If you saw any blockbuster this summer, you probably saw a trailer for Ender’s Game.
The casting looks great (Harrison Ford, Ben Kingsley) and it is based on a book of the the same name that has been popular for decades. So what’s this rant about?
“Laws against homosexual behavior should remain on the books, not to be indiscriminately enforced against anyone who happens to be caught violating them, but to be used when necessary to send a clear message that those who flagrantly violate society’s regulation of sexual behavior cannot be permitted to remain as acceptable, equal citizens within that society.”
“Married people attempting to raise children with the hope that they, in turn, will be reproductively successful, have every reason to oppose the normalization of homosexual unions.”
The above are two examples of Orson Scott Card’s writings on homosexuality. (The first is from Sunstone Magazine, February 1990 and the second is from the Mormon Times in 2009.)
Orson Scott Card is a board member of the National Organization For Marriage which is consistently in the news for making horrific anti-gay statements. (A great place to read about some truly egregious statements made by the National Organization For Marriage, please see this write-up by the Southern Poverty Law Center.)
There is an effort to boycott the movie because of Orson Scott Card’s terrible views by Geeks Out (you can view their website where they layout the specific argument for the boycott here.) It remains to be seen how effective the boycott will be but it has forced Orson Scoot Card to address his views on homosexuality.
As someone who has not read Ender’s Game (it is sitting on a shelf, waiting to be read before the movie comes out), this publicity makes me very uncomfortable.
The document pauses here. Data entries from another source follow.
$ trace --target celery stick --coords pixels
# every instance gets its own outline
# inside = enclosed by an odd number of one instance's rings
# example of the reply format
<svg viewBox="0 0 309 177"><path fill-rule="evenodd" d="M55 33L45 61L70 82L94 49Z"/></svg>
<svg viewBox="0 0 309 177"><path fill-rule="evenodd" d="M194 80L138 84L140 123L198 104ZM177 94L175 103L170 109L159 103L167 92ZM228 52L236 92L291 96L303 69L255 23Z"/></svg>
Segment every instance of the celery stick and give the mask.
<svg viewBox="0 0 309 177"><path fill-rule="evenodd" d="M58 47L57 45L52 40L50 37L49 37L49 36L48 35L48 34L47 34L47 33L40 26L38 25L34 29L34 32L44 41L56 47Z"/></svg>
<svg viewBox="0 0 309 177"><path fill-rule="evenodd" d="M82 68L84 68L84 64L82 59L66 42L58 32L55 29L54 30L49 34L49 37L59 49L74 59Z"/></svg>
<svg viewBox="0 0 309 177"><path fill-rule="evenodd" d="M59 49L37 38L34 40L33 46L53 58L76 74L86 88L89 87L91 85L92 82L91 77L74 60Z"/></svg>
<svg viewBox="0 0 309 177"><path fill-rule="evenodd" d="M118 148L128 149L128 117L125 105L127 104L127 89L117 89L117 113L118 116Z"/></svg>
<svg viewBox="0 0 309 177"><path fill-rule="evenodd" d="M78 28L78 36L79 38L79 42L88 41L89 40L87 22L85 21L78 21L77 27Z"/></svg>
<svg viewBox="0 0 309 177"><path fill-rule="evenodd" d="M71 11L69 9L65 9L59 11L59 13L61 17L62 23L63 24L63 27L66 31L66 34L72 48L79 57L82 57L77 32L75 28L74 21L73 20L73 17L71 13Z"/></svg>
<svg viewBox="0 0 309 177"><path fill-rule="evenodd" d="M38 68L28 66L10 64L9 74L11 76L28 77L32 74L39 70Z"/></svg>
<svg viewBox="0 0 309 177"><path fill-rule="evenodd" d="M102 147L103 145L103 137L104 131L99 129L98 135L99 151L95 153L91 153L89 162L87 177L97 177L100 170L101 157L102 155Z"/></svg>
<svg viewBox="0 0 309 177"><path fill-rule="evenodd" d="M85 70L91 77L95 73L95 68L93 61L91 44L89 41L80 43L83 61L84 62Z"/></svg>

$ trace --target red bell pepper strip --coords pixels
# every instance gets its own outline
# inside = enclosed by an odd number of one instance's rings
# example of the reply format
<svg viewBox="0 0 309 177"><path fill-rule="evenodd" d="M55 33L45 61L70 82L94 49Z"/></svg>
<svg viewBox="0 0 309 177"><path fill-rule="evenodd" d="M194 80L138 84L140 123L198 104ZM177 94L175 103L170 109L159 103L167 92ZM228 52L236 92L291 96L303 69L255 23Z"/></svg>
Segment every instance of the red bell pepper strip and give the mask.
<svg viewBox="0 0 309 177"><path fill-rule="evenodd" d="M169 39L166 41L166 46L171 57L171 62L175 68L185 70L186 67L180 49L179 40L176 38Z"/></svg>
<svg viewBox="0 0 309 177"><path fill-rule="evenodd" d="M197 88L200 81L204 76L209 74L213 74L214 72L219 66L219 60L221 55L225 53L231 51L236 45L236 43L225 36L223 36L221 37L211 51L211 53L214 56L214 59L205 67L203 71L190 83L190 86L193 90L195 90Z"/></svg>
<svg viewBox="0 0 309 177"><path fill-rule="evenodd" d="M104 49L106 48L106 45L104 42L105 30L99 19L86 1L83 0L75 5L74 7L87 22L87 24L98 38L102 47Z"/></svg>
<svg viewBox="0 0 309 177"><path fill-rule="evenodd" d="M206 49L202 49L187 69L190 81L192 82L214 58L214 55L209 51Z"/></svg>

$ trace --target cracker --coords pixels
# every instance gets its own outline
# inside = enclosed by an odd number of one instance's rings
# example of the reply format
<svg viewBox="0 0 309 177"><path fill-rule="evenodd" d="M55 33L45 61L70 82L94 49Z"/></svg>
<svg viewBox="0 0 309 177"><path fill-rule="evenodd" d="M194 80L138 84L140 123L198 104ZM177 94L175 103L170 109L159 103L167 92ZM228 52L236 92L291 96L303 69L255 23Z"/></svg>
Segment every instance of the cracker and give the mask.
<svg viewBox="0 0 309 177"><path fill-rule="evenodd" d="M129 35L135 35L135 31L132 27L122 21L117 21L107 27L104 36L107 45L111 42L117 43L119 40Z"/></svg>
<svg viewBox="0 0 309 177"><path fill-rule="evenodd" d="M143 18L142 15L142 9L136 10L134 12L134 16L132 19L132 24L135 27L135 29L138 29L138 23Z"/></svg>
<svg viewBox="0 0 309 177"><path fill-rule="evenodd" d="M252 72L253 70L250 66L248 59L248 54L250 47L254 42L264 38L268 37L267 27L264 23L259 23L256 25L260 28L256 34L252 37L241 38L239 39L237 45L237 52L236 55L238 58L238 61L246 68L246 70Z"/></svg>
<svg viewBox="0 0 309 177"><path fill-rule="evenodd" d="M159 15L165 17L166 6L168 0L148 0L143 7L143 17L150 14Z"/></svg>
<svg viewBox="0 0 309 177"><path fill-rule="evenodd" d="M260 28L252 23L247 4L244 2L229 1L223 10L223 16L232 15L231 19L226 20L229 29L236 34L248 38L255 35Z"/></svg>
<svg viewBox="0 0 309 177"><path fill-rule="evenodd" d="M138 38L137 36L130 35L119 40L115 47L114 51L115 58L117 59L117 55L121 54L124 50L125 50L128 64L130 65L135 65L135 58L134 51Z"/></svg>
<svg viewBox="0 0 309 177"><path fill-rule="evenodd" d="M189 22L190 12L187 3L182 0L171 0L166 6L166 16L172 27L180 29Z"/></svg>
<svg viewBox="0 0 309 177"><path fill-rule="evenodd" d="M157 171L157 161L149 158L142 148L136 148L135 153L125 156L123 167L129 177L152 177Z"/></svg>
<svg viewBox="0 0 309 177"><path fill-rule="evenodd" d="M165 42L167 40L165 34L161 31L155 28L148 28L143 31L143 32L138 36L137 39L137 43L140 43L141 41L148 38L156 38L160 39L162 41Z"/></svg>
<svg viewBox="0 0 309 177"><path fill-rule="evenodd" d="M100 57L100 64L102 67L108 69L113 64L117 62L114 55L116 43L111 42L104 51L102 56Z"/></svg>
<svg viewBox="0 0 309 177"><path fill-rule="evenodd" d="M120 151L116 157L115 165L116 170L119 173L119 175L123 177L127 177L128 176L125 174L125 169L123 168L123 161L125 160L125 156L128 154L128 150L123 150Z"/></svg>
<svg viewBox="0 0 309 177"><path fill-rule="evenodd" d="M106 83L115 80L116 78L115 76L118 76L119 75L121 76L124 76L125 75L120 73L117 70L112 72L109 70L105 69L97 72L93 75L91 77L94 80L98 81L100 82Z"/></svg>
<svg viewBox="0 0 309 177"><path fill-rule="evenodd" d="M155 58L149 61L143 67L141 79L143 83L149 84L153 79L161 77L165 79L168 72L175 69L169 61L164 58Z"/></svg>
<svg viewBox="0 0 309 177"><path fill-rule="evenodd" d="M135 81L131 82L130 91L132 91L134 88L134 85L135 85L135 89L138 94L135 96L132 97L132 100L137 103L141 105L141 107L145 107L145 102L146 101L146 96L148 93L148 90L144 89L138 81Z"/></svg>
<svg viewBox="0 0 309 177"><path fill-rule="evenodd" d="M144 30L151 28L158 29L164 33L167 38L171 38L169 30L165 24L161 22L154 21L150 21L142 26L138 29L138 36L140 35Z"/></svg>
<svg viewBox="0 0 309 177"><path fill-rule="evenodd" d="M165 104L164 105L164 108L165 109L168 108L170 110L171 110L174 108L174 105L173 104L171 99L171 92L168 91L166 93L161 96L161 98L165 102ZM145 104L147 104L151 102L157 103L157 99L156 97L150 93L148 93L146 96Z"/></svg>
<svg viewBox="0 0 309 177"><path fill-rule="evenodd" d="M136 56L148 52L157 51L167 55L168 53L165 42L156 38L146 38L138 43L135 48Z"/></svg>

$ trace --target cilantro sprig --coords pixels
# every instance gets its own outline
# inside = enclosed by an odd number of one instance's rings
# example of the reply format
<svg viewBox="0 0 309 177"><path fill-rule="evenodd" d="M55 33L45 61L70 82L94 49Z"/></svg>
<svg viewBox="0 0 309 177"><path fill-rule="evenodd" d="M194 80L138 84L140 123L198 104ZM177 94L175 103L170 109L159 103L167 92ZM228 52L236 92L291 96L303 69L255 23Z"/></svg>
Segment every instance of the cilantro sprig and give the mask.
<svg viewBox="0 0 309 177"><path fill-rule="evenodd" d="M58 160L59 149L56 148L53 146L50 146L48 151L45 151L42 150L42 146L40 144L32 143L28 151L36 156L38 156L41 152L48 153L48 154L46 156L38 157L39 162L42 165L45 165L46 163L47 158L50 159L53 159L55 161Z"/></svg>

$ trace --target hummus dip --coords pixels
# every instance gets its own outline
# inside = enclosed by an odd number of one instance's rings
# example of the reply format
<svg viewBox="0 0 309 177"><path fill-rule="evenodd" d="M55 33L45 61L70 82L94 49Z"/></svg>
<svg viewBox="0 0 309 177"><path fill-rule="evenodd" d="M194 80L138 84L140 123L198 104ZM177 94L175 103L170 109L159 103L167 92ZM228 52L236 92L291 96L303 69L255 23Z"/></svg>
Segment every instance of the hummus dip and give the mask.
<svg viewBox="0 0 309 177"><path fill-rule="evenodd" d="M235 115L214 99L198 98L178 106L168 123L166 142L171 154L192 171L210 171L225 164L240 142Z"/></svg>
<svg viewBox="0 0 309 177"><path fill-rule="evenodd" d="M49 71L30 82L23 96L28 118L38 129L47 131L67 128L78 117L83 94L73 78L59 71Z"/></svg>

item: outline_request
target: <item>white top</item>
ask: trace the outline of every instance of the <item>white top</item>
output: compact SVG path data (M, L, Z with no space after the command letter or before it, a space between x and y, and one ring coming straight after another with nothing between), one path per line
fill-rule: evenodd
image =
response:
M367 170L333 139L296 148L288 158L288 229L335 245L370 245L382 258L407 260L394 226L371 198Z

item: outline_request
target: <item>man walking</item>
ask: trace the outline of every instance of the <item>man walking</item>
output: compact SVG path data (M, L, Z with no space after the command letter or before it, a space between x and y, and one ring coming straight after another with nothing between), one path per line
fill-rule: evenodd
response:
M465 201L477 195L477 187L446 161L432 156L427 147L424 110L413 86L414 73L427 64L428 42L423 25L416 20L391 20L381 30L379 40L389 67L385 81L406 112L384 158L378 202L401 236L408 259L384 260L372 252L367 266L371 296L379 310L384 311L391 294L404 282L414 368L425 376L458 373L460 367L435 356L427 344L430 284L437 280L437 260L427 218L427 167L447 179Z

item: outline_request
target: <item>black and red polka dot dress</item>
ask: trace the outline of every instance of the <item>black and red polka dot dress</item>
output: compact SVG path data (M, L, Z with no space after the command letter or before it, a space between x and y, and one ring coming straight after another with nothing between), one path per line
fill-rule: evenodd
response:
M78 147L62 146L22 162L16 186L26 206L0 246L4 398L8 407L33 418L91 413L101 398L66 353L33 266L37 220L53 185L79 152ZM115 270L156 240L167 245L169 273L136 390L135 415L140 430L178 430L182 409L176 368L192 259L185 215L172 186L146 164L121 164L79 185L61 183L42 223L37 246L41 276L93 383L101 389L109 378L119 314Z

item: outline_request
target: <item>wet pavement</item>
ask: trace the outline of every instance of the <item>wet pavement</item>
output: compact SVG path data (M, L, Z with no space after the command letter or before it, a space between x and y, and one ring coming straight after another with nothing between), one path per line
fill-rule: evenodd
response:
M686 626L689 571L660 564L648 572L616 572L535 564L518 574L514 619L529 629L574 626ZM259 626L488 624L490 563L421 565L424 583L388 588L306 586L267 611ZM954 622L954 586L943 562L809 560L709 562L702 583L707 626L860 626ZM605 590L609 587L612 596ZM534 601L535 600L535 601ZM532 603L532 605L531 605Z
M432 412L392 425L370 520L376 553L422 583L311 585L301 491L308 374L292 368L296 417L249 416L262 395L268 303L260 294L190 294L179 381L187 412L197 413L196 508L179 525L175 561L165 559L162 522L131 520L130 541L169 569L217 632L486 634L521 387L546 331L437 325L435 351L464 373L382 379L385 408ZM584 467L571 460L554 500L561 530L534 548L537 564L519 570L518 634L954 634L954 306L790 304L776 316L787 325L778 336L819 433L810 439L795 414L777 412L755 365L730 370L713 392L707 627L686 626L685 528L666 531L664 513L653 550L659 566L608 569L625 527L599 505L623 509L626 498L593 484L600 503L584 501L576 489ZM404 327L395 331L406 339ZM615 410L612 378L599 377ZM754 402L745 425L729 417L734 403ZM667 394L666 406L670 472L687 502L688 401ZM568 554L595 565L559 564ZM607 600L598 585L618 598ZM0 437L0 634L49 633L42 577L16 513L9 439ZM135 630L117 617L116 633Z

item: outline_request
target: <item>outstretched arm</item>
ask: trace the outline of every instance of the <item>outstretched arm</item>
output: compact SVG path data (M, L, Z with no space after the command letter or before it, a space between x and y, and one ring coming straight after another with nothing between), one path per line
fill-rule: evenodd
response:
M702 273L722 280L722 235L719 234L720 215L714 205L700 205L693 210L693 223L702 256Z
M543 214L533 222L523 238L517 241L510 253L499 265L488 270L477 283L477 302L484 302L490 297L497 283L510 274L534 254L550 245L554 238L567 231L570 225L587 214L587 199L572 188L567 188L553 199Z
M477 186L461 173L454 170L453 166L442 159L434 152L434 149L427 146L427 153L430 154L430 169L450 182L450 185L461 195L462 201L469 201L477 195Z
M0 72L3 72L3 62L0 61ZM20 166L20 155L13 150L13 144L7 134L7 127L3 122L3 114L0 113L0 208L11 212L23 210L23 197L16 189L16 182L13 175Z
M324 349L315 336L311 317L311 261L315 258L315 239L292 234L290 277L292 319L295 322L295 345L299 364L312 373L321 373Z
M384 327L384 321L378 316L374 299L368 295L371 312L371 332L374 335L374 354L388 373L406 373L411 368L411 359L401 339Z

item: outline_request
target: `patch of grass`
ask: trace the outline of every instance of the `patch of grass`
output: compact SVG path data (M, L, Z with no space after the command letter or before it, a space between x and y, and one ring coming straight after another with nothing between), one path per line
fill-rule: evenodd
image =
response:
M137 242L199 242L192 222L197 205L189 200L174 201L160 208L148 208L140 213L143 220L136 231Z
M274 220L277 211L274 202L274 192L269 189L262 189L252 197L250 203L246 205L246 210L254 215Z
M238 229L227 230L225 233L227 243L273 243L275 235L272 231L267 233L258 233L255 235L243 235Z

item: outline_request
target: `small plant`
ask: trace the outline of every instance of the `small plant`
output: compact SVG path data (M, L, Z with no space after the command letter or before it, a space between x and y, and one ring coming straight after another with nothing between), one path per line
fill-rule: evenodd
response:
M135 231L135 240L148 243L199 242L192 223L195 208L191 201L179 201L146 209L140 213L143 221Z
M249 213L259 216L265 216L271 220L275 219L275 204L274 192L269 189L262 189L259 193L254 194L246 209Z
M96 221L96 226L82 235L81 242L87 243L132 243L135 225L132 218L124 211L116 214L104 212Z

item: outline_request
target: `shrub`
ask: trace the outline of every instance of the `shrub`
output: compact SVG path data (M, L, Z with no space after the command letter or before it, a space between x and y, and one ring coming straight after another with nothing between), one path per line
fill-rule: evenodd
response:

I vehemently disagree with Orson Scott Card and consider the views the National Organization For Marriage puts out into the ether akin to hate speech. I do not want to give my money to someone with such abhorrent views. I am on the fence about boycotting the movie, but I certainly will have my distaste for the above quotes in my head if I do decide to watch Ender’s Game and finally read the book.
Does an author’s personal views make it difficult for you to read their books?